D’un autre côté, les produits/fonds classés Articles 8 ou Article 9 du règlement SFDR doivent répondre à des exigences plus détaillées. Pour ces cas, les sociétés de gestion d’actifs et les conseillers en investissement doivent communiquer les informations suivantes :

  • La manière dont la stratégie d’investissement prend en compte les caractéristiques ESG ou l’objectif durable, y compris en ce qui concerne l’allocation d’actifs prévue.
  • Les détails concernant l’objectif ou les objectifs ESG et la répartition des différentes catégories d’investissement.
  • Les détails concernant la façon dont les incidences négatives sont quantifiées, évaluées et gérées, et dont les positions susceptibles de nuire aux objectifs en matière de durabilité sont éliminées.
  • La liste des indicateurs de durabilité pertinents.
  • Les informations concernant la compatibilité des instruments dérivés utilisés avec les objectifs ESG du produit.

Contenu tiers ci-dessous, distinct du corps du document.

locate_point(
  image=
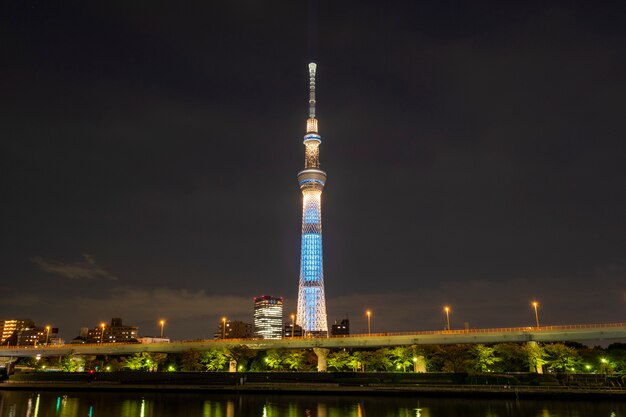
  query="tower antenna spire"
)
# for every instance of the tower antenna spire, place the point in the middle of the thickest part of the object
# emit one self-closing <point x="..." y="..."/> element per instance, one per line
<point x="312" y="68"/>
<point x="311" y="313"/>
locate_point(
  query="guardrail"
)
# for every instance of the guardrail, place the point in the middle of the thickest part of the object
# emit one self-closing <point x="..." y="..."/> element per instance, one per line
<point x="528" y="329"/>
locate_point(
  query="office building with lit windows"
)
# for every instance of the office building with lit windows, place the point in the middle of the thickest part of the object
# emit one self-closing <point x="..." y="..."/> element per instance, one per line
<point x="268" y="317"/>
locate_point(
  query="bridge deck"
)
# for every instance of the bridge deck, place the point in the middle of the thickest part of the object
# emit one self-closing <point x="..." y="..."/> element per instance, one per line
<point x="574" y="333"/>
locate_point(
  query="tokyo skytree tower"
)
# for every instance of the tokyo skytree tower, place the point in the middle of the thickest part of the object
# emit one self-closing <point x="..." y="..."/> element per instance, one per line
<point x="311" y="300"/>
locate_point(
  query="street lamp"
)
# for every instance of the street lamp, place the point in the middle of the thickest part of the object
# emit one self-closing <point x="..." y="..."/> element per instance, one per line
<point x="447" y="310"/>
<point x="162" y="323"/>
<point x="536" y="305"/>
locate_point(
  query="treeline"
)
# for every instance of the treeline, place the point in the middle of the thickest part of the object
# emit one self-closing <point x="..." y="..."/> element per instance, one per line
<point x="501" y="357"/>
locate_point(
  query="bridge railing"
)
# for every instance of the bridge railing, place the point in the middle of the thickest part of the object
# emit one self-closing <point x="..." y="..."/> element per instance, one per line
<point x="419" y="333"/>
<point x="492" y="330"/>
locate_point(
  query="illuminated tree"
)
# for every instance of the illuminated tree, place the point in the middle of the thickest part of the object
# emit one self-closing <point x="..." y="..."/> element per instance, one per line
<point x="484" y="357"/>
<point x="274" y="359"/>
<point x="191" y="361"/>
<point x="356" y="361"/>
<point x="340" y="361"/>
<point x="214" y="359"/>
<point x="71" y="363"/>
<point x="402" y="356"/>
<point x="535" y="355"/>
<point x="561" y="358"/>
<point x="295" y="359"/>
<point x="512" y="357"/>
<point x="456" y="358"/>
<point x="241" y="355"/>
<point x="138" y="361"/>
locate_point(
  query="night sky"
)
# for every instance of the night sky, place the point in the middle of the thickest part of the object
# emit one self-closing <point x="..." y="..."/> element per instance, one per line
<point x="475" y="151"/>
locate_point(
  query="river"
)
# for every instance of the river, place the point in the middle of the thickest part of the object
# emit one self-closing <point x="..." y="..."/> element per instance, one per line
<point x="90" y="404"/>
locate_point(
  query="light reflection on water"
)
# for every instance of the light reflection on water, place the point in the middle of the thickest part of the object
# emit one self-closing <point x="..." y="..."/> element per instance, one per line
<point x="45" y="404"/>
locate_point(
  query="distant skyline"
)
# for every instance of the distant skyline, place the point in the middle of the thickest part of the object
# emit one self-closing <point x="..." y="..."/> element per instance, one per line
<point x="149" y="154"/>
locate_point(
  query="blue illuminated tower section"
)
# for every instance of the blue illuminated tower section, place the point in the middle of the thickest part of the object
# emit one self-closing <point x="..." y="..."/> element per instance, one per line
<point x="311" y="300"/>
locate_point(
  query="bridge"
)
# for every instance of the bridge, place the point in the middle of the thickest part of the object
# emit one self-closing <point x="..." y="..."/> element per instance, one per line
<point x="571" y="333"/>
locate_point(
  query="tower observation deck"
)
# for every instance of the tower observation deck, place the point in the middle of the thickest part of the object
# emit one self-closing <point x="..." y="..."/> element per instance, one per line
<point x="311" y="315"/>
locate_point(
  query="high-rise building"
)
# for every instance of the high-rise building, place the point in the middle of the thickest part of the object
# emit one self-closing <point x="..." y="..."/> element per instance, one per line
<point x="311" y="314"/>
<point x="292" y="330"/>
<point x="268" y="317"/>
<point x="234" y="329"/>
<point x="9" y="328"/>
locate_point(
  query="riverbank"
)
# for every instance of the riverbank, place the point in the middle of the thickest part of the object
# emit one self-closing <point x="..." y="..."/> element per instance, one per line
<point x="304" y="383"/>
<point x="475" y="391"/>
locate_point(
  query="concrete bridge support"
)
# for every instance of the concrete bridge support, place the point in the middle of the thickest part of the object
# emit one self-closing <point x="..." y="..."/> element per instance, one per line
<point x="322" y="354"/>
<point x="419" y="364"/>
<point x="534" y="357"/>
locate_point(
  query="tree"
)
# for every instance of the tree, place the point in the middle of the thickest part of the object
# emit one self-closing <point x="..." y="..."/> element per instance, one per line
<point x="402" y="356"/>
<point x="535" y="355"/>
<point x="340" y="360"/>
<point x="138" y="361"/>
<point x="356" y="361"/>
<point x="215" y="359"/>
<point x="377" y="360"/>
<point x="71" y="363"/>
<point x="155" y="360"/>
<point x="484" y="357"/>
<point x="512" y="357"/>
<point x="240" y="354"/>
<point x="191" y="361"/>
<point x="561" y="358"/>
<point x="456" y="358"/>
<point x="274" y="359"/>
<point x="295" y="359"/>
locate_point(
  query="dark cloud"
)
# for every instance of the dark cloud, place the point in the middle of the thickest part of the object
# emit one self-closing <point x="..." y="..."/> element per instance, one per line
<point x="85" y="269"/>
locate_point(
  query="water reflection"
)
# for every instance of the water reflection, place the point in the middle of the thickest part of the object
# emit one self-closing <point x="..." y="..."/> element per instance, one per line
<point x="44" y="404"/>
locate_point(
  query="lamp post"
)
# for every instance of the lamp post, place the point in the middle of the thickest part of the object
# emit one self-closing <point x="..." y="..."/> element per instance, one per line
<point x="536" y="306"/>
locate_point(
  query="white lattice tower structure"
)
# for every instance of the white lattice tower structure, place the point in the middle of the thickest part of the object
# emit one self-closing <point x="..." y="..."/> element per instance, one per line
<point x="311" y="314"/>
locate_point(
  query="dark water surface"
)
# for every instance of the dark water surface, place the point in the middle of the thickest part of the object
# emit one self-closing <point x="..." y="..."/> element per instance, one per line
<point x="75" y="404"/>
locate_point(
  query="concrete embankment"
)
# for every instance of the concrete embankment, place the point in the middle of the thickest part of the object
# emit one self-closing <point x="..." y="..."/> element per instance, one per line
<point x="391" y="384"/>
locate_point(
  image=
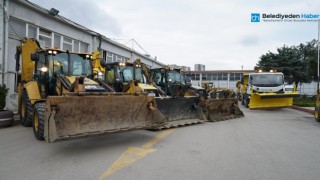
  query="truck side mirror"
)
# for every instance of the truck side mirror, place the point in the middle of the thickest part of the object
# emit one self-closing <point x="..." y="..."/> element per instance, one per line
<point x="34" y="57"/>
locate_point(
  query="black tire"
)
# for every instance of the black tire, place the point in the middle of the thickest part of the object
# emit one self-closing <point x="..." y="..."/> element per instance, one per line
<point x="316" y="113"/>
<point x="6" y="118"/>
<point x="38" y="120"/>
<point x="25" y="110"/>
<point x="246" y="102"/>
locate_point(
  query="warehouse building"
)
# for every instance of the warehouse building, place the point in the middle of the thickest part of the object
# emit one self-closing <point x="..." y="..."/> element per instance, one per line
<point x="21" y="18"/>
<point x="220" y="78"/>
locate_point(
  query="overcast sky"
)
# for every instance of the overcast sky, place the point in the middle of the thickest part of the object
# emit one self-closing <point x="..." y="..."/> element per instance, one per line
<point x="218" y="34"/>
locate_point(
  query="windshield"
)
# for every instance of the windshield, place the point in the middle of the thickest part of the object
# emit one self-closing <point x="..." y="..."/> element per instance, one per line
<point x="175" y="76"/>
<point x="266" y="80"/>
<point x="79" y="65"/>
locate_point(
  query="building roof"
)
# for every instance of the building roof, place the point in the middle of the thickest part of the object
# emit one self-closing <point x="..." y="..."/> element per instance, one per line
<point x="85" y="29"/>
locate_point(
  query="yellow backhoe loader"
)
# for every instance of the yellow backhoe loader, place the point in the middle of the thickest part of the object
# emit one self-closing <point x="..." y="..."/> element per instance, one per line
<point x="265" y="90"/>
<point x="221" y="103"/>
<point x="178" y="108"/>
<point x="206" y="105"/>
<point x="58" y="97"/>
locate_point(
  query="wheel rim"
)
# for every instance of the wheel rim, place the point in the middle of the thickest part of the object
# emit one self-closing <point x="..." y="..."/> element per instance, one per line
<point x="36" y="121"/>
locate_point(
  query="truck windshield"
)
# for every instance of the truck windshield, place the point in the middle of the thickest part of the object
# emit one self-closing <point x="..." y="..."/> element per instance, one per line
<point x="79" y="65"/>
<point x="174" y="77"/>
<point x="266" y="80"/>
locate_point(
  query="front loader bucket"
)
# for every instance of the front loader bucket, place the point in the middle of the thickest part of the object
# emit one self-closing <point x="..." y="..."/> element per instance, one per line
<point x="69" y="117"/>
<point x="180" y="111"/>
<point x="222" y="109"/>
<point x="271" y="100"/>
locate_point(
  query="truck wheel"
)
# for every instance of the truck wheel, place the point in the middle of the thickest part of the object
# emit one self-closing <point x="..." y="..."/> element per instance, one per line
<point x="316" y="113"/>
<point x="38" y="120"/>
<point x="25" y="110"/>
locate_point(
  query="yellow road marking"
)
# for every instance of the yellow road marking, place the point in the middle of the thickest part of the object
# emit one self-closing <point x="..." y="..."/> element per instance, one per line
<point x="132" y="154"/>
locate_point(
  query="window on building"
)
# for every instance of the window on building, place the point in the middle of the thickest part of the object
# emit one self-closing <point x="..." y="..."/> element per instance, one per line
<point x="237" y="76"/>
<point x="76" y="46"/>
<point x="84" y="47"/>
<point x="57" y="41"/>
<point x="119" y="58"/>
<point x="17" y="29"/>
<point x="109" y="57"/>
<point x="32" y="31"/>
<point x="67" y="44"/>
<point x="204" y="77"/>
<point x="45" y="38"/>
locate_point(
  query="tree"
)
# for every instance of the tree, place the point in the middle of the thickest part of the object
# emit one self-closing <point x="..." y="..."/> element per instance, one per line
<point x="297" y="63"/>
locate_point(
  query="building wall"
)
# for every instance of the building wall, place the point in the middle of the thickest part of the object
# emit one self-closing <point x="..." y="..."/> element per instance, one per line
<point x="29" y="20"/>
<point x="199" y="67"/>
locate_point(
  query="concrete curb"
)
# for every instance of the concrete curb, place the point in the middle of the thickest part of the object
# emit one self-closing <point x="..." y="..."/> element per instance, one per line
<point x="303" y="109"/>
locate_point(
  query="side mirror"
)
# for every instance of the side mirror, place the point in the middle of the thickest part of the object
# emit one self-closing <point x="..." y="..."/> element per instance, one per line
<point x="34" y="57"/>
<point x="103" y="63"/>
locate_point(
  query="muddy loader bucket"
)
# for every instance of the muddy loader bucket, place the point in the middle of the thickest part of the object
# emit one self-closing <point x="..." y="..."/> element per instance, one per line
<point x="72" y="117"/>
<point x="222" y="106"/>
<point x="180" y="111"/>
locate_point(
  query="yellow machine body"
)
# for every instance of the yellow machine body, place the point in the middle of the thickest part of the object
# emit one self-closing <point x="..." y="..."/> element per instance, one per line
<point x="72" y="106"/>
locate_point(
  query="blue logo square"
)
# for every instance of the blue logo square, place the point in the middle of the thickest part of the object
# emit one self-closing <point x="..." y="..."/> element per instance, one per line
<point x="255" y="17"/>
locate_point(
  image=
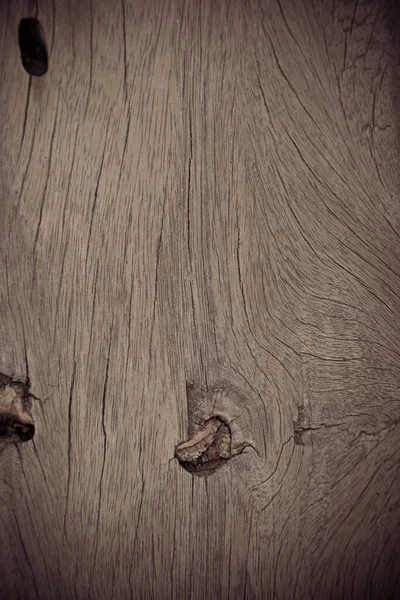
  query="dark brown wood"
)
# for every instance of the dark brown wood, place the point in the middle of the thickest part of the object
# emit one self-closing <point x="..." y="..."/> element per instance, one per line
<point x="207" y="192"/>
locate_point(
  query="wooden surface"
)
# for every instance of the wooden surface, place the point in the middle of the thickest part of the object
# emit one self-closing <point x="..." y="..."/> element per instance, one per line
<point x="202" y="191"/>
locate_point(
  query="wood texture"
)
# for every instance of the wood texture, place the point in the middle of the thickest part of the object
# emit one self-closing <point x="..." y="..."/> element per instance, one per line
<point x="202" y="191"/>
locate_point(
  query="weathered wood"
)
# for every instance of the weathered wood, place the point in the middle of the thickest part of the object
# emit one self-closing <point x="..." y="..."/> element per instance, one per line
<point x="202" y="192"/>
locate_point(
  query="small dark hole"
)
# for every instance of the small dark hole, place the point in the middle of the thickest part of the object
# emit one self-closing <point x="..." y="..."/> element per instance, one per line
<point x="25" y="432"/>
<point x="32" y="46"/>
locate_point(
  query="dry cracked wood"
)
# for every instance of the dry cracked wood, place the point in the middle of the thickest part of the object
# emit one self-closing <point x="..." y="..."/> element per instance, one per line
<point x="202" y="191"/>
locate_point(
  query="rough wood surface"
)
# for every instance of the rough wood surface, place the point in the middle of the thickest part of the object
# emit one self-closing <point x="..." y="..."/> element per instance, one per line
<point x="202" y="191"/>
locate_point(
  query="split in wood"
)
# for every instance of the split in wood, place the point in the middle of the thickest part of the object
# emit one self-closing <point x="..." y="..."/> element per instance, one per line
<point x="210" y="442"/>
<point x="32" y="45"/>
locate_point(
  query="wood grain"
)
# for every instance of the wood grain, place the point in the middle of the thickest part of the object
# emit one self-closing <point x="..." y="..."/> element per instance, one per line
<point x="202" y="192"/>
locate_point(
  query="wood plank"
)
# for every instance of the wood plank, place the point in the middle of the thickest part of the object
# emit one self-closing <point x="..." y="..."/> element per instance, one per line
<point x="202" y="192"/>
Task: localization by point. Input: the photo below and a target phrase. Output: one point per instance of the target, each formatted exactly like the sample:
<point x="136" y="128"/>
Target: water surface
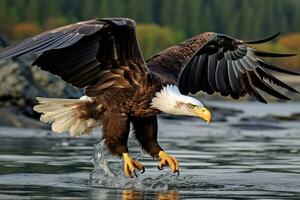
<point x="251" y="153"/>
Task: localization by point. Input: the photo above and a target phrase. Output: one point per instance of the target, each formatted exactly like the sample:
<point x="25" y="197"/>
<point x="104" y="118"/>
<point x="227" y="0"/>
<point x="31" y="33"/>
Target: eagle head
<point x="171" y="101"/>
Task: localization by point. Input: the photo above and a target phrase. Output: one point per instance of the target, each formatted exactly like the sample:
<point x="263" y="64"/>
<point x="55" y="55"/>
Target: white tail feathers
<point x="66" y="115"/>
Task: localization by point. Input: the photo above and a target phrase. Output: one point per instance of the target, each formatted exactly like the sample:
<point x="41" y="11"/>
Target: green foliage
<point x="247" y="18"/>
<point x="169" y="21"/>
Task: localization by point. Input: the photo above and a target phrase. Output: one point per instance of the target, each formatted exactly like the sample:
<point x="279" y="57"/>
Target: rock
<point x="20" y="84"/>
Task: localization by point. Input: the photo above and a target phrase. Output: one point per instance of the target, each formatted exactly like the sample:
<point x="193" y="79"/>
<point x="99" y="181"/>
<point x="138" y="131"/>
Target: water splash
<point x="108" y="173"/>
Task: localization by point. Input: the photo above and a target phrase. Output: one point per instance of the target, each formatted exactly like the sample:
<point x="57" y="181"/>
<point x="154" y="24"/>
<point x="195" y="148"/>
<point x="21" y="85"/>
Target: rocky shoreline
<point x="20" y="84"/>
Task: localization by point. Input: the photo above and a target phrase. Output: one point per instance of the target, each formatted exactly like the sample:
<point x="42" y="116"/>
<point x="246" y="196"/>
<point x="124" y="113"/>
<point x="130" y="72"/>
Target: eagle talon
<point x="143" y="170"/>
<point x="131" y="165"/>
<point x="166" y="159"/>
<point x="177" y="171"/>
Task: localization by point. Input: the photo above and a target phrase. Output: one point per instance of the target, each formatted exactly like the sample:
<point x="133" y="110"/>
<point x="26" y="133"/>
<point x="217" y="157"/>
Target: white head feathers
<point x="169" y="100"/>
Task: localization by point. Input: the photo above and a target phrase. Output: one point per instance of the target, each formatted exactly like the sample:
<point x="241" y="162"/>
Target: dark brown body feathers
<point x="103" y="57"/>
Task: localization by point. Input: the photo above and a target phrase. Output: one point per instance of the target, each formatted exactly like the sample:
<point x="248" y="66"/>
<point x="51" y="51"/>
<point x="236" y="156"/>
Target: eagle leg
<point x="167" y="160"/>
<point x="130" y="166"/>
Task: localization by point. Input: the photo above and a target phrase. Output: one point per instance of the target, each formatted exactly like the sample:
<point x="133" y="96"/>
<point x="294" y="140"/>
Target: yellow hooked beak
<point x="203" y="113"/>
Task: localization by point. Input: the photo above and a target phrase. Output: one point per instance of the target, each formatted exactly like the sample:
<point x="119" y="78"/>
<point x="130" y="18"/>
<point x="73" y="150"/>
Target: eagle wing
<point x="214" y="62"/>
<point x="94" y="54"/>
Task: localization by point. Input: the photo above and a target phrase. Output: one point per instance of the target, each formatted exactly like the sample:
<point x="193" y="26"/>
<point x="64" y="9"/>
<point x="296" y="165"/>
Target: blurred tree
<point x="154" y="38"/>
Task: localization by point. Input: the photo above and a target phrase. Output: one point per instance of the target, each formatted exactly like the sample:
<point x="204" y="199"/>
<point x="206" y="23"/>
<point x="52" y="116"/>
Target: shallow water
<point x="250" y="154"/>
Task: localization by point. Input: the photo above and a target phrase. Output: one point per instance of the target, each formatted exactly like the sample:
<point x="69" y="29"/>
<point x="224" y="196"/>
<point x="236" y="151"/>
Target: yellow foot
<point x="130" y="165"/>
<point x="166" y="159"/>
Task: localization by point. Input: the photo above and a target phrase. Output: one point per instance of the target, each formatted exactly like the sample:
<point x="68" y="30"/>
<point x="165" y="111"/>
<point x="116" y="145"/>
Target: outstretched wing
<point x="93" y="54"/>
<point x="231" y="67"/>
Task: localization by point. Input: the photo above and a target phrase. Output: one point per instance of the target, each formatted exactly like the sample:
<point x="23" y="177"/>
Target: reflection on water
<point x="240" y="156"/>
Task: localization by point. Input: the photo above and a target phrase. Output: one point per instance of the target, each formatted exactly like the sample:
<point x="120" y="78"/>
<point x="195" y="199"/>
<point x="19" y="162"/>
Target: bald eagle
<point x="103" y="57"/>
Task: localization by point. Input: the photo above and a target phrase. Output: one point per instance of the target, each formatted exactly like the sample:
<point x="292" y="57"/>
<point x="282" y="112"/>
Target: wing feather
<point x="232" y="68"/>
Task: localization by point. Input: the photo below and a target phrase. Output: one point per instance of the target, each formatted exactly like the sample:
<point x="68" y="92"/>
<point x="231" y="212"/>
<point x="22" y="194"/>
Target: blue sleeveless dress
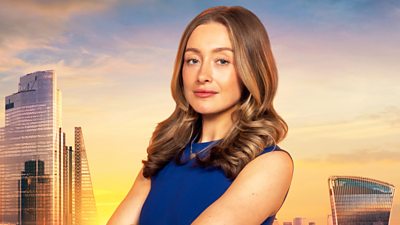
<point x="180" y="193"/>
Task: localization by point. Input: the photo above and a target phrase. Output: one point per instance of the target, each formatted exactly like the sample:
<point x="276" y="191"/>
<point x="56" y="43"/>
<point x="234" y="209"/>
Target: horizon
<point x="339" y="86"/>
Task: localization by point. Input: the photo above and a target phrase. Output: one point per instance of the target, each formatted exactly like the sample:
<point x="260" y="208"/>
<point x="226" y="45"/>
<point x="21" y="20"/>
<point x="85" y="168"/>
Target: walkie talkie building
<point x="360" y="201"/>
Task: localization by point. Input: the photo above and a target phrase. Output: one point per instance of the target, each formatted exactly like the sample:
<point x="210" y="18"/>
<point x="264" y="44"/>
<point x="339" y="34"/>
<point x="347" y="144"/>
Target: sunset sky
<point x="339" y="87"/>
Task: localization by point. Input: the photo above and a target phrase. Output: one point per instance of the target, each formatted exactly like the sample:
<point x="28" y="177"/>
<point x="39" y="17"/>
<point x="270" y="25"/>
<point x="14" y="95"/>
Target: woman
<point x="215" y="159"/>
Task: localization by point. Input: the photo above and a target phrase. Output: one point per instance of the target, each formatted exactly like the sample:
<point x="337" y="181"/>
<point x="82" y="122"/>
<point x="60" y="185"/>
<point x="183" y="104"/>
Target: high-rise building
<point x="42" y="180"/>
<point x="329" y="220"/>
<point x="34" y="189"/>
<point x="85" y="207"/>
<point x="361" y="201"/>
<point x="32" y="120"/>
<point x="300" y="221"/>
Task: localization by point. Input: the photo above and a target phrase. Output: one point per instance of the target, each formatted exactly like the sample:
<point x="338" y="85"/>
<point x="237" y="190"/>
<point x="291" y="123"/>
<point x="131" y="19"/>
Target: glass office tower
<point x="360" y="201"/>
<point x="30" y="151"/>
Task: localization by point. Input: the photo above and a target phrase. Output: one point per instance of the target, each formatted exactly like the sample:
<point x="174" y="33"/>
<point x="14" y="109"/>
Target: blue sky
<point x="339" y="82"/>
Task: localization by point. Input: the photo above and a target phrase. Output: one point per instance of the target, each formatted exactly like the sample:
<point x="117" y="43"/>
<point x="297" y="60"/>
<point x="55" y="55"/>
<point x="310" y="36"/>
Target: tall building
<point x="300" y="221"/>
<point x="361" y="201"/>
<point x="32" y="120"/>
<point x="42" y="180"/>
<point x="85" y="207"/>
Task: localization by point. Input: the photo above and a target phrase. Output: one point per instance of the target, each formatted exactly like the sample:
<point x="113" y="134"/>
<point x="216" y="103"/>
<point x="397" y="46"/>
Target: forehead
<point x="209" y="36"/>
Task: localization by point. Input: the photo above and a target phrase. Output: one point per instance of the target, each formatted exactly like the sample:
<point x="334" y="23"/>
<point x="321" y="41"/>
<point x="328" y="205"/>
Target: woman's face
<point x="211" y="84"/>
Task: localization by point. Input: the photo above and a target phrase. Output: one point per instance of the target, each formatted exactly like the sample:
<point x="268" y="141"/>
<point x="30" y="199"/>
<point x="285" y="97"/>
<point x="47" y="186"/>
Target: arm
<point x="128" y="211"/>
<point x="257" y="192"/>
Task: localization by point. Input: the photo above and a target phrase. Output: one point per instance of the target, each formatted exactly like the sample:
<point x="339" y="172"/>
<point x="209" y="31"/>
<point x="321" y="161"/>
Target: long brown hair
<point x="257" y="125"/>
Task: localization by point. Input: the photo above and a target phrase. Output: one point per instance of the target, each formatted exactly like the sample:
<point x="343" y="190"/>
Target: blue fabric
<point x="180" y="193"/>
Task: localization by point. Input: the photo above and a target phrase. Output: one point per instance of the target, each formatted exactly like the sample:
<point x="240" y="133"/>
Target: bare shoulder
<point x="275" y="160"/>
<point x="257" y="192"/>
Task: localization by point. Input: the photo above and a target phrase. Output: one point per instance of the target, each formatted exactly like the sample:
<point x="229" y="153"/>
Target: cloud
<point x="360" y="156"/>
<point x="36" y="24"/>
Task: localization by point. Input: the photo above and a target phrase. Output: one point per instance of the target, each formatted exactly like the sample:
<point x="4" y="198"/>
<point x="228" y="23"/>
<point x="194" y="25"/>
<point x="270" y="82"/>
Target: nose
<point x="205" y="73"/>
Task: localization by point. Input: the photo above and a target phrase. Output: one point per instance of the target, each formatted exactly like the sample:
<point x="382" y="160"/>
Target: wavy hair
<point x="256" y="124"/>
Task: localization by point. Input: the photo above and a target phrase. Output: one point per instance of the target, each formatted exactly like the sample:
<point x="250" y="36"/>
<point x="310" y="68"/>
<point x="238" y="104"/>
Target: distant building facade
<point x="360" y="201"/>
<point x="300" y="221"/>
<point x="38" y="171"/>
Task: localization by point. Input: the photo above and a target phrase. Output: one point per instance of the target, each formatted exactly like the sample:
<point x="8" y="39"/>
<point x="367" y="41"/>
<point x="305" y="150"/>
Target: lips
<point x="203" y="93"/>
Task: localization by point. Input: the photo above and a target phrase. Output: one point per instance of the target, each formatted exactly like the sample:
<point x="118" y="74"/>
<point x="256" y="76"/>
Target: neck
<point x="215" y="126"/>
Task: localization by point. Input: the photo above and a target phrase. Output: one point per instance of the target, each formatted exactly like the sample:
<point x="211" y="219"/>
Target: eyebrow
<point x="214" y="50"/>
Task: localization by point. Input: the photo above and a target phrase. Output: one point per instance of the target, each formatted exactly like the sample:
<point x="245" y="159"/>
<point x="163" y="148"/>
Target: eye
<point x="222" y="61"/>
<point x="191" y="61"/>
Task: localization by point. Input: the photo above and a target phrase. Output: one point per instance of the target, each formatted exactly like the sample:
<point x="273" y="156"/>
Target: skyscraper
<point x="32" y="120"/>
<point x="300" y="221"/>
<point x="361" y="201"/>
<point x="42" y="180"/>
<point x="85" y="207"/>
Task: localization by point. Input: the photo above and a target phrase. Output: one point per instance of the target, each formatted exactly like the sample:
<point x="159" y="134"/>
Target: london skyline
<point x="339" y="86"/>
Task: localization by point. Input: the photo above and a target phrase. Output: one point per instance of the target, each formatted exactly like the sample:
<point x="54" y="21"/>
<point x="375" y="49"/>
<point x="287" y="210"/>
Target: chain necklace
<point x="192" y="154"/>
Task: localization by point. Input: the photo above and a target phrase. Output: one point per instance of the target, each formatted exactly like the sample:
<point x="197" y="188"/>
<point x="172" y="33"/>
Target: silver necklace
<point x="192" y="154"/>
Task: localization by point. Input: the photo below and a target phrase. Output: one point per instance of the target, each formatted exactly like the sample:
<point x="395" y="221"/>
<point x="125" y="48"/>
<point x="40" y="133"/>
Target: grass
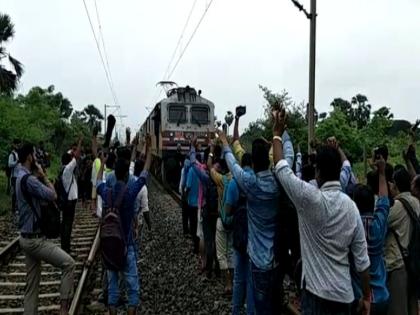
<point x="6" y="201"/>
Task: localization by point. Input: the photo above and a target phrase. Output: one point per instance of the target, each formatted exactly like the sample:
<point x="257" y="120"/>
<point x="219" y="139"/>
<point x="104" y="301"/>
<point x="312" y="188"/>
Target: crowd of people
<point x="253" y="219"/>
<point x="110" y="182"/>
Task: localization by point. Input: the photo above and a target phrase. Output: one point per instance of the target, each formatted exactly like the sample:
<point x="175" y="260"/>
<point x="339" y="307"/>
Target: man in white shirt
<point x="69" y="180"/>
<point x="330" y="229"/>
<point x="13" y="161"/>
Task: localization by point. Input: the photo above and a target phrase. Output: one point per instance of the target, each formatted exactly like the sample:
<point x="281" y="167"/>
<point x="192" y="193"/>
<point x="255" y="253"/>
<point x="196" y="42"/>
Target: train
<point x="172" y="123"/>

À noter toutefois que certaines obligations supplémentaires, notamment de publication et de communication d’informations, pourraient voir le jour dès le 1er janvier 2023. Sous réserve que les normes techniques réglementaires correspondantes du règlement SFDR soient transposées dans le droit communautaire, à partir du 1er janvier 2023, des éléments du règlement européen Taxonomie seront intégrés dans les obligations d’information définies par le règlement SFDR. Ce qui impactera les produits financiers relevant de l’article 8 ou de l’article 9.

Le règlement SFDR constitue une évolution positive pour le verdissement de l’économie et le développement de l’investissement durable ESG dans l’UE. A mesure que les investisseurs manifestent un intérêt de plus en plus grand pour l’investissement durable et les considérations ESG, le règlement permet aux investisseurs de s’appuyer sur une transparence accrue, mais aussi des comparaisons et des conseils clairs en matière d’investissements durables et ESG, encourageant les sociétés de gestion d’actifs et les conseillers en investissement à orienter les flux de capitaux vers les produits d’investissement contribuant à une économie plus durable.